The guidance states that ‘provided existing professional clinical guidance has been followed and all relevant parties agree that it is not in the patient’s best interests to continue such treatment good clinical practice does not require that court approval is sought before CANH can be lawfully withdrawn from patients in PVS and MCS.’ It recognises that there may be situations where an application to court is still appropriate, for example where there is disagreement about the patient’s best interests or prognosis or decision making is finely balanced.

The guidance recognises that recent case law has ‘increasingly emphasised the importance of decision making which gives effect to the patient’s wishes and feelings, beliefs and values. This involves seeking to understand what decision the patient would have made for themselves if the patient had retained capacity. This can include an assessment of how the patient would have viewed the decision, given the likelihood of recovery to a level that they themselves would perceive as an acceptable quality of life.’
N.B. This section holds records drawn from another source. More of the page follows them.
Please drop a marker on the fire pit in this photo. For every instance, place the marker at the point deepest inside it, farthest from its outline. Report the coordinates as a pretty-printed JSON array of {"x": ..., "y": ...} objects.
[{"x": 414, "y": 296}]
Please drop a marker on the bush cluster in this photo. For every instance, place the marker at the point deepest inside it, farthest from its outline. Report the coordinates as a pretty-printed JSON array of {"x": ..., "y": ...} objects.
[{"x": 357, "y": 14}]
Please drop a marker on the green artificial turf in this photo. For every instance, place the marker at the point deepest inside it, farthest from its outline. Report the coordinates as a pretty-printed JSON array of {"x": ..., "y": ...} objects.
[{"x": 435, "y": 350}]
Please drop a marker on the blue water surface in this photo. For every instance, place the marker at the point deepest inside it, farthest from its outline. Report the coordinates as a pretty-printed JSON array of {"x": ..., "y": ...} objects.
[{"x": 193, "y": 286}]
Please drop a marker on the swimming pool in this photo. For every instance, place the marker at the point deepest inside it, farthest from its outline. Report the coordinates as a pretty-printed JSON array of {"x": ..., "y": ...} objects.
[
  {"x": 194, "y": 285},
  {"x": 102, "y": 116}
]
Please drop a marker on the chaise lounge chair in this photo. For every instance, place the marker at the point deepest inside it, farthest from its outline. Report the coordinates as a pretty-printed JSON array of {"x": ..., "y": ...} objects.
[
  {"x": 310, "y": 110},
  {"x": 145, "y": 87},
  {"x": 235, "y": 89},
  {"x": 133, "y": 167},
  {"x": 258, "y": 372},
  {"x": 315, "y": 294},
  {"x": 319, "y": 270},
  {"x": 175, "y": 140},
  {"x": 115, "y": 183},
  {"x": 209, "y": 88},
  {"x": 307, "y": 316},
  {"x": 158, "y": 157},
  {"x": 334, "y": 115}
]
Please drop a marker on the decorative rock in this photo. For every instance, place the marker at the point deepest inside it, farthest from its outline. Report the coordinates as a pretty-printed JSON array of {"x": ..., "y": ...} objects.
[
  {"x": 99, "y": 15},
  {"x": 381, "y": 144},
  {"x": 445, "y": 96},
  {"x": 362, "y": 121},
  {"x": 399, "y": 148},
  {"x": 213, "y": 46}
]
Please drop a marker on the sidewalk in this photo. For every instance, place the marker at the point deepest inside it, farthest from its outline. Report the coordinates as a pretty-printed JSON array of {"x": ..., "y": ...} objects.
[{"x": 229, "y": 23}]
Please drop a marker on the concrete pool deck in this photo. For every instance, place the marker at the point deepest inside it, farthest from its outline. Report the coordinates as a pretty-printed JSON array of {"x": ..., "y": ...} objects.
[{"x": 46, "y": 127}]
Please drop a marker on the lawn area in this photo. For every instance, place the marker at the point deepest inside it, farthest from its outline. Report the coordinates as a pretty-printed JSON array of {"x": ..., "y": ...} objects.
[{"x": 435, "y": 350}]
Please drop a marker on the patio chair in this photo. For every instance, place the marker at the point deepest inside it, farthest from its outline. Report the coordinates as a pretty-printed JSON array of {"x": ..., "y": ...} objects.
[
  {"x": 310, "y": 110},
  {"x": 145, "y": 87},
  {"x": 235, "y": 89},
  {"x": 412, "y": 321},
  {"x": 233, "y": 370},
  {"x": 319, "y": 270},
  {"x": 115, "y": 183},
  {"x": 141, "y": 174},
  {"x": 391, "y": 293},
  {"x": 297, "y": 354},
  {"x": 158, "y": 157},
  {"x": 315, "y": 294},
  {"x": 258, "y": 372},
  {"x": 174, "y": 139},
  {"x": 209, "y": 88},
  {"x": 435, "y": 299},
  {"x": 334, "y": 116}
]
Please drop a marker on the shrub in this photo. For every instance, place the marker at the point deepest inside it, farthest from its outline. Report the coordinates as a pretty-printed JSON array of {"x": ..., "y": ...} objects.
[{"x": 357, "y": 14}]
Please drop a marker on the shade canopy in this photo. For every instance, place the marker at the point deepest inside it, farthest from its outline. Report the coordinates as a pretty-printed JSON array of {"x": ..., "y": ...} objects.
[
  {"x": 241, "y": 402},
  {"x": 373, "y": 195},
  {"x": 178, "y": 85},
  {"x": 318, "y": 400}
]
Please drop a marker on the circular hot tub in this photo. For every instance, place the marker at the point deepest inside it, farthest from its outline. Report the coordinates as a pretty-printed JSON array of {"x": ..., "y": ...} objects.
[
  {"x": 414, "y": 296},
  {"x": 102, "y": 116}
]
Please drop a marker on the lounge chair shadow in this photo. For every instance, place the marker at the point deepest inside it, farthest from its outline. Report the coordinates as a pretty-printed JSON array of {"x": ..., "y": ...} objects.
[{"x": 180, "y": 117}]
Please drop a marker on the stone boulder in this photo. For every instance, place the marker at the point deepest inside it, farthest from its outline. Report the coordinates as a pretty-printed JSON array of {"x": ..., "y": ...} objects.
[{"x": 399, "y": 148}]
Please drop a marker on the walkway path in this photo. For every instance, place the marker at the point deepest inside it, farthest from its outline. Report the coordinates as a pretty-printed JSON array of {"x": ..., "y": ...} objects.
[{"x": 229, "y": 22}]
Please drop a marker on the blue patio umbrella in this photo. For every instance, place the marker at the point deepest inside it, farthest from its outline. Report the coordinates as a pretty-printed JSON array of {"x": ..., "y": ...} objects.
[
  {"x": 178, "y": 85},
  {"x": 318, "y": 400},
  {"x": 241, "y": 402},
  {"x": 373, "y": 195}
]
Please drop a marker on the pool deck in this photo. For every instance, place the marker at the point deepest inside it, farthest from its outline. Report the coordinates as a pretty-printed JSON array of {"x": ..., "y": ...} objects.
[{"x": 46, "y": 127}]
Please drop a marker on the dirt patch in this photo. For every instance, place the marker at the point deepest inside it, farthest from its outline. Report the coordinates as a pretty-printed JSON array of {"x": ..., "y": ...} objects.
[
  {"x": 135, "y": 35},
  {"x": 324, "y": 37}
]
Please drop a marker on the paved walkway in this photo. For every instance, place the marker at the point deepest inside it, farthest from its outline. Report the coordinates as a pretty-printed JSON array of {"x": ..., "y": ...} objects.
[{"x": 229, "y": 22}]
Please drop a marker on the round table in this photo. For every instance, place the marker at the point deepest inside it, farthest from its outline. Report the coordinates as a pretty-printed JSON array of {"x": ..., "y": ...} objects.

The guidance does not apply to situations where a ‘best interests’ decision is not required; for example where the patient has made a valid and applicable Advance Decision to Refuse Treatment covering CANH, or where the patient has appointed a health and welfare attorney under a Lasting Power of Attorney, who has specific power to consent to or refuse life-saving treatment.

A link to the BMA guidance is found by clicking here.

The guidance sets out steps to assist clinicians with decision making and is divided into the following areas:

  • Assessment of levels of responsiveness and awareness
  • The Mental Capacity Act and best interests decision making
  • Conscientious objection
  • Seeking a second clinical opinion
  • Recording decisions
  • Reviewing decisions

Full guidance

The interim guidance states its intention to update existing guidance ‘to recommend safeguards to ensure that a robust and thorough assessment process continues to be followed prior to the withdrawal of CANH.’ Full guidance is expected in May 2018.

This is a highly emotive topic which has attracted considerable legal and ethical debate. The sanctity of life and self-determination are sometimes competing principles and may not sit easily together.

The case of Y, referred to above, is in the process of appeal to the Supreme Court and the issues should not be considered settled.

There is a suggestion in the interim guidance that Trusts ‘may well wish to seek legal advice as to whether an application is required in any particular case, bearing in mind the twin imperatives of (a) ensuring that patients lacking capacity are treated in accordance with their best interests and (b) that these organisations and their employees are only asked to make a decision concerning the withdrawal of CANH which is clearly lawful and appropriate in the circumstances of an individual case’. This is prudent, as is the comment that ‘some clinicians may also wish to seek advice from their professional organisation and/or defence body.’